Se o dispositivo comunicacional da era da TV analógica tinha as especificidades próprias do modelo ‘mass-mediático’, o dispositivo digital emergente assenta numa lógica biunívoca, ‘imersiva’ e participativa. Mas a “pós-televisão” e os seus conteúdos distribuídos pelas múltiplas extensões móveis remete para uma cada vez maior individualização, para uma (hiper)personalização da experiência de consumo audiovisual e multimédia, para uma experiência nómada cuja caracterização escapa à lógica tradicional de distribuição da comunicação. E é justamente aí que está o maior desafio do novo paradigma. Um desafio tanto maior quanto menor se tornou, na era da televisão generalista, o aprofundamento científico e qualitativo do conhecimento dos públicos.

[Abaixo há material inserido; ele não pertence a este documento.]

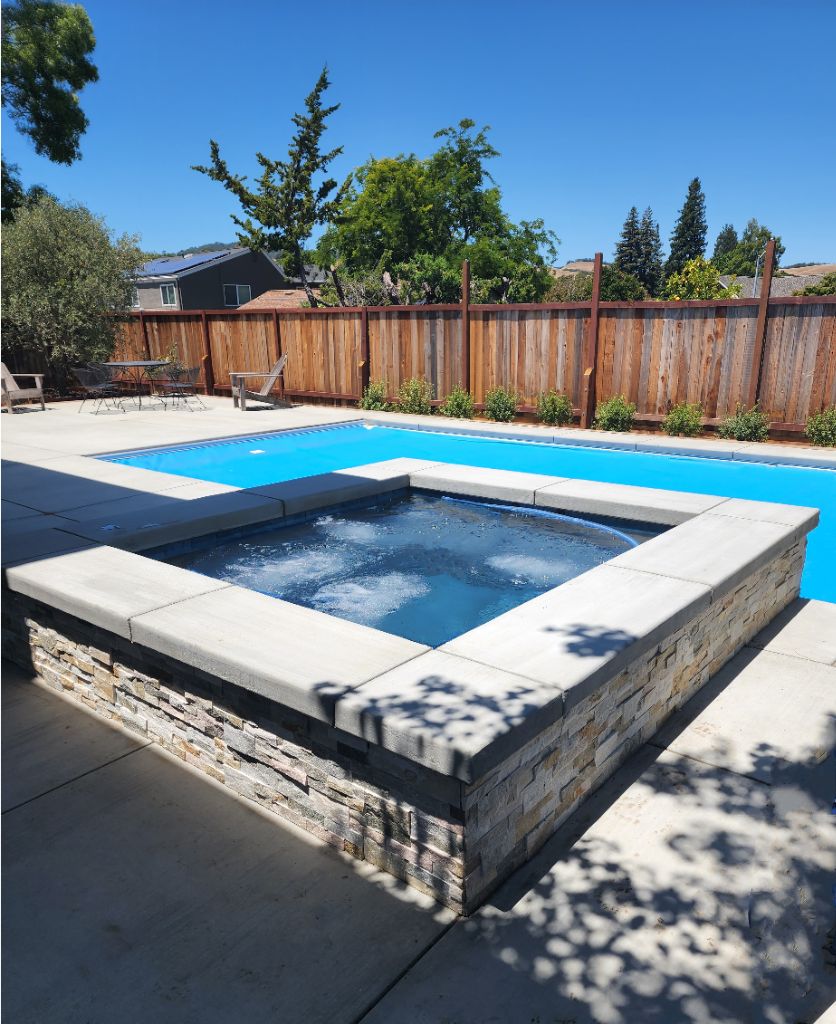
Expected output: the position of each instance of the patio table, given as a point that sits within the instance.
(137, 370)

[Publicado na Media XXI, nº 90, Nov-Jan. 2007]

A propósito:

TV online dos fundadores do Skype será lançada no Verão (DD, 16.1.07): "Os fundadores do Skype anunciaram hoje no site oficial que o novo serviço de televisão pela Internet passará a chamar-se Joost, em substituição de Projecto Veneza, e que estará a funcionar em pleno a partir do Verão de 2007. O Joost é descrito pelos seus criadores, Janus Friis e Niklas Zennstrom, como o primeiro serviço de transmissão de conteúdos televisivos de alta definição pela Internet. Em www.joost.com, os cibernautas já podem consultar algumas imagens do serviço e candidatar-se a ser utilizador de teste, uma condição que será avaliada pelos responsáveis, e juntar-se aos seis mil já existentes. Os conteúdos serão transmitidos através do protocolo peer-to-peer, o mesmo utilizado pelos programas de partilha de ficheiros como e-Mule ou Kazaa. O Joost será suportado pela publicidade, foi testado contra pirataria e respeitará as leis de direitos autor, garantem os seus criadores. (...) O Joost distingue-se de sites como o YouTube por ter canais de programação convencionais, apenas com um suporte de transmissão diferente."

YouTube estuda criação de um canal televisivo (Público, 15.1.07); "O YouTube está a considerar criar um canal televisivo com a compilação dos vídeos submetidos pelos utilizadores, anunciou o vice-presidente de conteúdos, Kevin Donahue. Também está a ponderar a criação de programas televisivos em colaboração com algumas produtoras. Apesar de "ainda estarem numa fase estratégica", o YouTube tem mantido "várias conversas" com companhias de produção. O canal norte-americano CBS criou um concurso de vídeos, em colaboração com o YouTube, onde se pede ao público para submeter vídeos "com o que eles querem dizer ao mundo". De 15 em 15 dias, serão escolhidos os cinco melhores vídeos que passarão nos ecrãs norte-americanos."